By: Joseph Middleton
As some of you may know, on Black Entertainment Television (BET), there's a program airing its third season titled "Sunday Best". The gospel duo Mary Mary and solo artist Donnie McClurkin are the judges on this gospel counterpart to Fox's "American Idol". It seems like BET is proving "The Boondocks" correct in their observation that BET is taking old reality shows from five years ago and making them over. However, that particular topic is for discussion on another day, on another blog.

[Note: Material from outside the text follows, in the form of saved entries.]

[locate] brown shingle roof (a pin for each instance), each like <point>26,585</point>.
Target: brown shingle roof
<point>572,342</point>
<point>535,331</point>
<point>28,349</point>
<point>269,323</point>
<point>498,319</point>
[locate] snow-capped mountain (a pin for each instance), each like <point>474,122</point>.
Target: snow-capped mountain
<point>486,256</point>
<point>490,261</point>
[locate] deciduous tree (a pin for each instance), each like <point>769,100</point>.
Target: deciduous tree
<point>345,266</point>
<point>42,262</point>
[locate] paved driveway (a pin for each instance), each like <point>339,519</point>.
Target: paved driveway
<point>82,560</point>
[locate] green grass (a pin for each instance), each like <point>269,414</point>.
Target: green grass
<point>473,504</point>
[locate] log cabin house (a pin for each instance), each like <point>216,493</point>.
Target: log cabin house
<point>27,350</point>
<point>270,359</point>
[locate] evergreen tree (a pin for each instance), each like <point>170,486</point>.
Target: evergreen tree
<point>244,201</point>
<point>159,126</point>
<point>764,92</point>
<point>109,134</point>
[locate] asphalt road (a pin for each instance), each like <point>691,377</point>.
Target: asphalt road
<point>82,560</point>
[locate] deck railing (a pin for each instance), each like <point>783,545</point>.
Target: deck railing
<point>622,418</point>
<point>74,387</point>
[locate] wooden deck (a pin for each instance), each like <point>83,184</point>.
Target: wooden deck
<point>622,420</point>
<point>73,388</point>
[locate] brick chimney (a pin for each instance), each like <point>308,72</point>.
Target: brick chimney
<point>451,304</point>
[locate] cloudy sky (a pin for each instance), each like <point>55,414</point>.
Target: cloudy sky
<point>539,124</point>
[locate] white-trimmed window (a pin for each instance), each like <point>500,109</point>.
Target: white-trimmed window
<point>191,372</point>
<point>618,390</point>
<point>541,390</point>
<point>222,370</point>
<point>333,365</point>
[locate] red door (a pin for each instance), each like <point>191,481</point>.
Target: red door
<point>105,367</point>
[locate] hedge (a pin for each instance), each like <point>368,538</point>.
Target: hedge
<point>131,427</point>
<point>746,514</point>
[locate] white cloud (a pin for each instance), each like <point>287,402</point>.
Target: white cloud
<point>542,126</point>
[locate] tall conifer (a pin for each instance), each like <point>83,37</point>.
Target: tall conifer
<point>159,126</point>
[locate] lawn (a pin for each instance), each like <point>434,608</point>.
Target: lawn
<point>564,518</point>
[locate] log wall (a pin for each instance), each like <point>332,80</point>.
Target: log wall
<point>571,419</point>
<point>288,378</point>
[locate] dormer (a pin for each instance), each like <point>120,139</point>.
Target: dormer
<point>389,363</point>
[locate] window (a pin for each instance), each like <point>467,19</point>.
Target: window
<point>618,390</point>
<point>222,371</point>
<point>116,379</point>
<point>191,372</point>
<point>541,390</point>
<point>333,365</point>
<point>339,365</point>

I'm going to cut over straight to the issue that's relevant to THIS blog. On the episode filmed in Detroit, which originally aired on Sunday, April 11, 2010, one person auditioned for the judges by singing the old song, "I Know I've Been Changed". Tina Campbell of Mary Mary delivered a one-liner in response, stating, “DEFINITELY take that to the Black History Program.”
While I realize the show is all about competition and choosing the person that best exhibits broad marketability and high profitability for the record company, both the steadfast advocate of the traditional gospel sound which exists and in me, AND the Gospel Music Historian in me had to shake my head in response to Tina Campbell's words. That is NOT the type of message that should be put forth. Whether people like it or not, songs such as those have a rightly deserved place within gospel music. Despite their age, old songs still touch the hearts and souls of a great number of parishioners and listeners everywhere, young and old alike. Just as everyone isn't drawn to the old school sound, not everyone is drawn to the contemporary sounds of today, either. One also has to realize that gospel is not some monolithic, or homogeneous genre of music. It is QUITE diverse! Gospel contains many sub-genres which appeal to different people. For example, mass choirs, quartets, neo-soul influenced groups and small mixed vocal ensembles are all lumped into the gospel category for simplicity's sake, but they are all sub-genres within gospel music.
There are those who are still getting Saved off of those old songs, and that's probably one of the most important things to recognize. Upon that realization, I don't believe it's prudent to actually restrict OR to even suggest restricting such songs to only be trotted out for the annual "Black History Program." There are people who enjoy and cherish those songs and wish to sing and hear them year-round. Dorothy Norwood's "Ride On King Jesus", Eugene Smith's "I Know The Lord Will Make a Way", Andrae Crouch's "The Blood Will Never Lose Its Power" and James Cleveland's "Walk on By Faith" are all songs which are all at least 45 years old in age, but they are still being sung and recorded by current gospel artists. Just look at Vickie Winans and how she scored a hit in late 2009 and early 2010 with her rendition of Rev. W. Herbert Brewster's legendary song, "How I Got Over", some 59 years after it was first published.
What I'm saying is, don't just recognize these songs during Black History Month, that is if they even get recognized at all (and they don't at some churches). These good old, good news songs should be celebrated every day. After all, it's always a good time to give Praise!